Elite/Ivy grads really do earn more? (new study)

This statement assumes the people you meet in college will be a random cross-section of the entire undergraduate student body. But it really doesn’t work like that at a large university. If you’re a student in Ross, Michigan’s business school, you’ll mostly take classes with and are much more likely to socialize with other Ross students, who as a group have academic stats almost indistinguishable from those at Penn’s Wharton School. Engineering students will naturally spend more time with other engineering students, who as a group have academic stats well above those of Michigan’s other undergraduate schools (except Ross). I got my undergrad degree at Michigan ages ago, but as a freshman I opted for the honors program (open to roughly the top 10% of the entering class), lived in honors housing, and took almost entirely honors courses my freshman year. As a sophomore I accelerated into upper-level courses, mostly with juniors and seniors, and by my third and fourth years I was taking mostly graduate-level courses where my peers were grad students in one of the most highly respected and truly elite graduate programs in my field (philosophy).
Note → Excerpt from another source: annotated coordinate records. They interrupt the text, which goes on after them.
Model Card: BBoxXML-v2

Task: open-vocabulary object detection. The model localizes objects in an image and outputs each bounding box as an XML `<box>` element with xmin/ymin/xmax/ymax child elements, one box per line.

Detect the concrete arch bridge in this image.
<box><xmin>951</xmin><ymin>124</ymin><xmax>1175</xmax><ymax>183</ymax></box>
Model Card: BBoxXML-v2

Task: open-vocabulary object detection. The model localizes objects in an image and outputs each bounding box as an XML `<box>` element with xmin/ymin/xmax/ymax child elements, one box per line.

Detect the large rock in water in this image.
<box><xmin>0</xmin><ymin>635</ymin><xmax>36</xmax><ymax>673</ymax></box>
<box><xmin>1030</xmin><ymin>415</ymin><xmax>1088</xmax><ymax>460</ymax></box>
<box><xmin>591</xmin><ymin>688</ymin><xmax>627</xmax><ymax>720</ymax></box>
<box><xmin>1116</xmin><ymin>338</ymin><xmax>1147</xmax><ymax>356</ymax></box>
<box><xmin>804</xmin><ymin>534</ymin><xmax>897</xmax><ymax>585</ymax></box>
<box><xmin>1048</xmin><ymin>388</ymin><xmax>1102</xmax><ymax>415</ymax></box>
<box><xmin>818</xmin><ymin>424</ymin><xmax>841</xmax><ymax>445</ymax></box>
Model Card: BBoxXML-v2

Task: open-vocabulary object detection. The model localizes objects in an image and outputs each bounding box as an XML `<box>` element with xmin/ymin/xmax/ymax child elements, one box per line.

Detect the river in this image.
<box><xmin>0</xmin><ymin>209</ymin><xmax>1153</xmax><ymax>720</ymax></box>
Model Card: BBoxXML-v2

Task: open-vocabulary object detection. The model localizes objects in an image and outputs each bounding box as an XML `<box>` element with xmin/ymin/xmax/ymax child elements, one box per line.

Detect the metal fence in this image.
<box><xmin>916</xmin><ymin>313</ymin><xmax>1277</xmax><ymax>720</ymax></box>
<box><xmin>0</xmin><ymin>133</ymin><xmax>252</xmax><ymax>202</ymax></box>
And that’s certainly not unique to my major. Math whizzes take accelerated classes with other math whizzes, including elite mathematics grad students. And so on.

I don’t mean to suggest these academic units are completely walled off from each other; there’s lots of mixing in student organizations, ECs, at parties, etc. But your social circle will be far from a random cross-section of the class, and if you’re a top student in a rigorous program you’ll tend to have far more interactions with other top students than with others.